The plans for space tourism, that dominated very heavily in the initial phase of the discussion of commercial spaceflight, has now got company by a vast range of other space domains; human spaceflight discussions heavily focused on flight safety, science and research discussions focused on microgravity topics, deployment of satellites from the new launch systems and advances in low earth orbit transportation both for passengers and cargo are the most mentioned.

Very many also express their expectation of low cost access to space in a more environmentally friendly way.

Voices from the panellists
Why should we develop commercial spaceflight and build spaceports around the world? These two questions are answered by several well respected and "way paving" persons within the space community, all attending at the symposium:

Mr. Alan Ladwig, Senior Advisor for NASA headquarters.

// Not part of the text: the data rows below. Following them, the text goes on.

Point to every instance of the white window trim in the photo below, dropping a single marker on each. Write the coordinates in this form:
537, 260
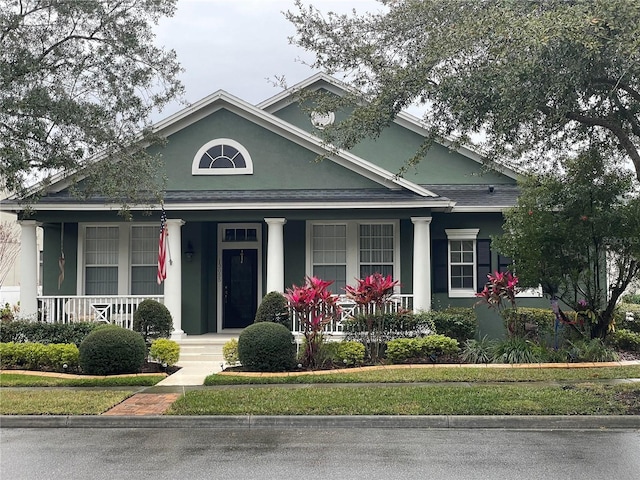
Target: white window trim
124, 254
247, 170
462, 234
353, 259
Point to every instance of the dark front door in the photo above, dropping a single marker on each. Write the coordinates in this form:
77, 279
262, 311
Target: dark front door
239, 287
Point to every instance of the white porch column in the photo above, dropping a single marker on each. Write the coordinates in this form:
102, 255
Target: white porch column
421, 263
173, 282
28, 269
275, 254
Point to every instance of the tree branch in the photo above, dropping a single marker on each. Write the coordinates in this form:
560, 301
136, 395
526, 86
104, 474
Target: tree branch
625, 142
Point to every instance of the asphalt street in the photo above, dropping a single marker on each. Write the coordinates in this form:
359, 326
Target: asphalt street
334, 453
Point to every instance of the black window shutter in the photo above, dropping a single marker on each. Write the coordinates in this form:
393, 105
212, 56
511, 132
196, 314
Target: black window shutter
483, 252
504, 263
439, 261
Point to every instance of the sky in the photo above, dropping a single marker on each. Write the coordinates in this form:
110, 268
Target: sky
240, 46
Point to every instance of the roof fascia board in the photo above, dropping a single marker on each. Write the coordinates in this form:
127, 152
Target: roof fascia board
248, 206
481, 209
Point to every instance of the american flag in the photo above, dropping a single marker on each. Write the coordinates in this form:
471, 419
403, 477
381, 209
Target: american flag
162, 248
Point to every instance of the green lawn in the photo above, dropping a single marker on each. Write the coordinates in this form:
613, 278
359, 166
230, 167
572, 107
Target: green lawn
462, 374
512, 399
19, 380
59, 402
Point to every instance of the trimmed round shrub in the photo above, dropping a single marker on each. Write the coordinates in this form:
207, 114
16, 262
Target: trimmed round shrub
351, 353
266, 347
274, 308
153, 320
230, 351
165, 351
112, 350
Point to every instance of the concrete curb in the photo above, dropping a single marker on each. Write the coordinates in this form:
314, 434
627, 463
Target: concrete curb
516, 422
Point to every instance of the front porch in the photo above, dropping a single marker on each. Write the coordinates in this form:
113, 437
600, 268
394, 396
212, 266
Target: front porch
119, 310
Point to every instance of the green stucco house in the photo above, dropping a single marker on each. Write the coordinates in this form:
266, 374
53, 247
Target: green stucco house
250, 210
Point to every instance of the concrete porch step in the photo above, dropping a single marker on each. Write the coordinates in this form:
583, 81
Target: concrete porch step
203, 348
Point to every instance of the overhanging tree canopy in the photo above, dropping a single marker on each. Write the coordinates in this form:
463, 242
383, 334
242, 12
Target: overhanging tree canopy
577, 234
534, 76
78, 80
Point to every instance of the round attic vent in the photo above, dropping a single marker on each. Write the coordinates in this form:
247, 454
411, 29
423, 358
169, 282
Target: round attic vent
321, 120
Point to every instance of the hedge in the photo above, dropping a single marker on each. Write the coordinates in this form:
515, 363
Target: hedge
422, 349
535, 323
39, 356
20, 331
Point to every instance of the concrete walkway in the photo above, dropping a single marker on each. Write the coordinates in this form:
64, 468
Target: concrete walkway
192, 373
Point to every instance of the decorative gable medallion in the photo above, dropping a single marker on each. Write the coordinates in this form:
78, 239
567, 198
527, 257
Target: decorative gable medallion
322, 120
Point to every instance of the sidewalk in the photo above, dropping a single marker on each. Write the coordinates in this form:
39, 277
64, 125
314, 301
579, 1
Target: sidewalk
146, 408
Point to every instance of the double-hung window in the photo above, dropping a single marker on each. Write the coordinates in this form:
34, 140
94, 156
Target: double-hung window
120, 259
462, 262
101, 248
344, 251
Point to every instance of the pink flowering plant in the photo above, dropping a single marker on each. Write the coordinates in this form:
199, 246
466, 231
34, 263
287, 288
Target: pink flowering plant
372, 293
501, 288
315, 306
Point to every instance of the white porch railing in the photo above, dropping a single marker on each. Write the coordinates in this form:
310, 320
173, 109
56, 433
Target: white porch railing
116, 309
348, 309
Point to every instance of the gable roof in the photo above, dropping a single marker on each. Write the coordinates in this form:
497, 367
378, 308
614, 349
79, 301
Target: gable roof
223, 100
407, 194
323, 81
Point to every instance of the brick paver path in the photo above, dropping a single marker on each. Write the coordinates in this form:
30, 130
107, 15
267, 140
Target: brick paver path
144, 404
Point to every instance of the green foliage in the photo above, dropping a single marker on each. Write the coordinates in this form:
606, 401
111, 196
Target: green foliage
626, 321
230, 351
326, 354
520, 71
7, 313
39, 332
274, 308
593, 350
531, 323
633, 298
460, 323
266, 347
351, 353
112, 350
478, 351
421, 349
165, 351
515, 350
153, 320
623, 339
37, 356
108, 78
591, 212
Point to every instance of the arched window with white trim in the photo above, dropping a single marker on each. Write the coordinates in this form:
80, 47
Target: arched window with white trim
222, 156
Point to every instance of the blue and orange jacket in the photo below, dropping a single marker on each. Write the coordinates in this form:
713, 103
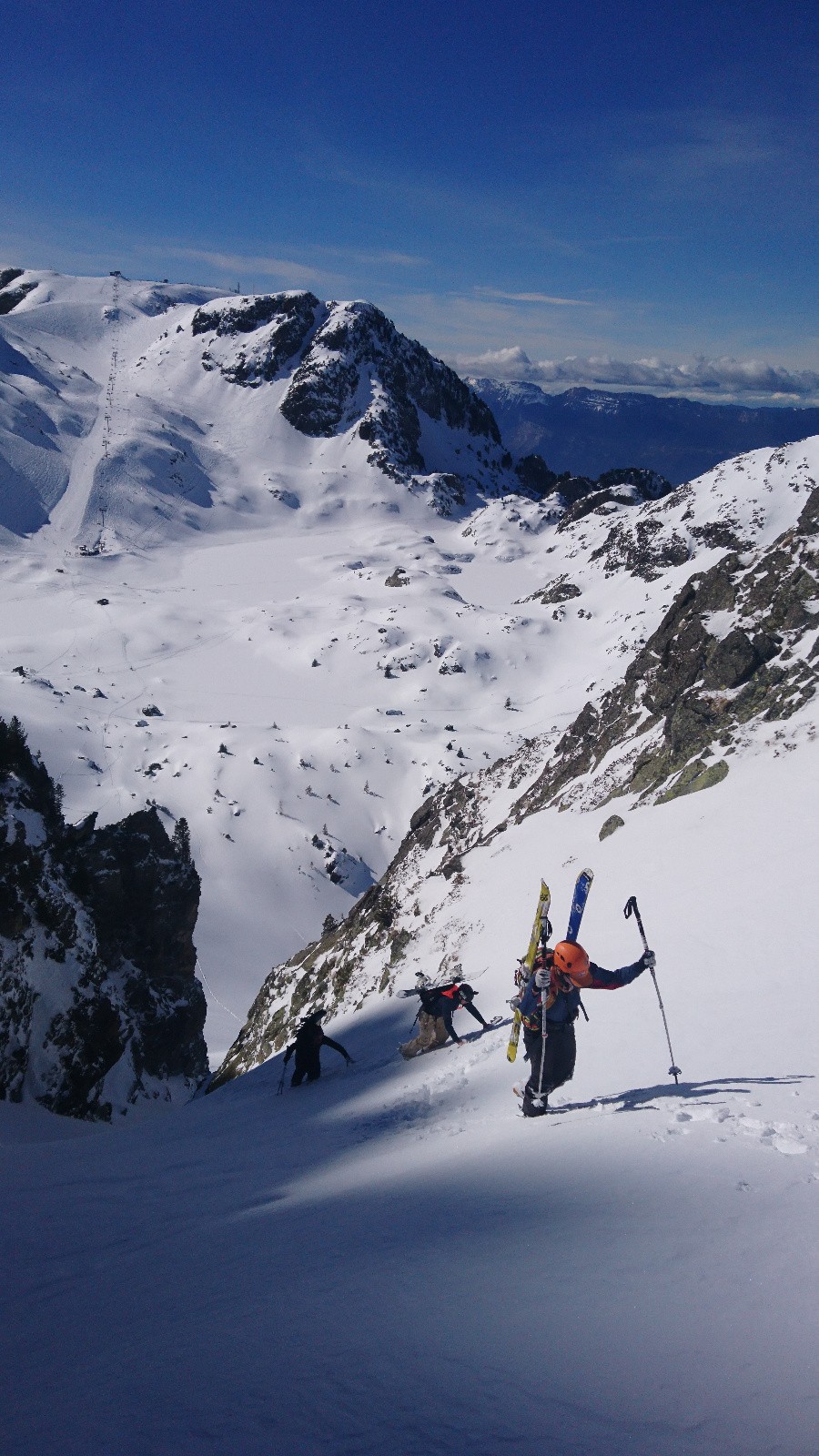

Mr. Andrew Nelson, Chief Operating Officer XCOR Aerospace.

Mr. Brett Alexander, President of Commercial Spaceflight Federation (CSF).

Mr. John Olds, Chairman of the FastForward Study Group,

Dr. Julia Tizard, Operations Manager for Virgin Galactic.

Mr. Ken Davidian, Encourage, Facilitate, and Promote Program Lead for FAA.

Dr. Patricia Hynes, Chair of ISPCS, Director for the New Mexico Space Grant Consortium, NASA EPSCoR

Mr. Mark Butler, Program Manager for Virgin Galactic

Mr. Mark Sirangelo, Chairman of Sierra Nevada Space System and Vice President for Sierra Nevada Corporation.

Mr. Steve Landeene, Executive Director for the New Mexico Spaceport Authority (Spaceport America) and Chairman of the Commercial Spaceflight Federation.

Col. Yvonne Cagle, the Program Manager for the Commercial Suborbital Research Program at NASA Ames Research Center.

ISPCS - to provide deep learning and to network
This year was a great success in terms of number of participant. Dr. Hynes reports attendance increased 30% over 2008, a strong signal of the interest in personal commercial spaceflight. The first symposium was held in 2005 just after the Ansari X PRIZE was awarded. ISPCS has evolved into the world's most important annual symposium focusing on personal and commercial spaceflight.

Dr. Patricia Hynes, chair of ISPCS, says "the milestone accomplished by Scaled Composites back in 2004 seems like a long time ago. Now space tourism is no longer the main driver catalyzing civilian commercial access to space. Today we also have companies investing in technologies to provide access to space for the scientific and engineering community. This is truly a growth industry!"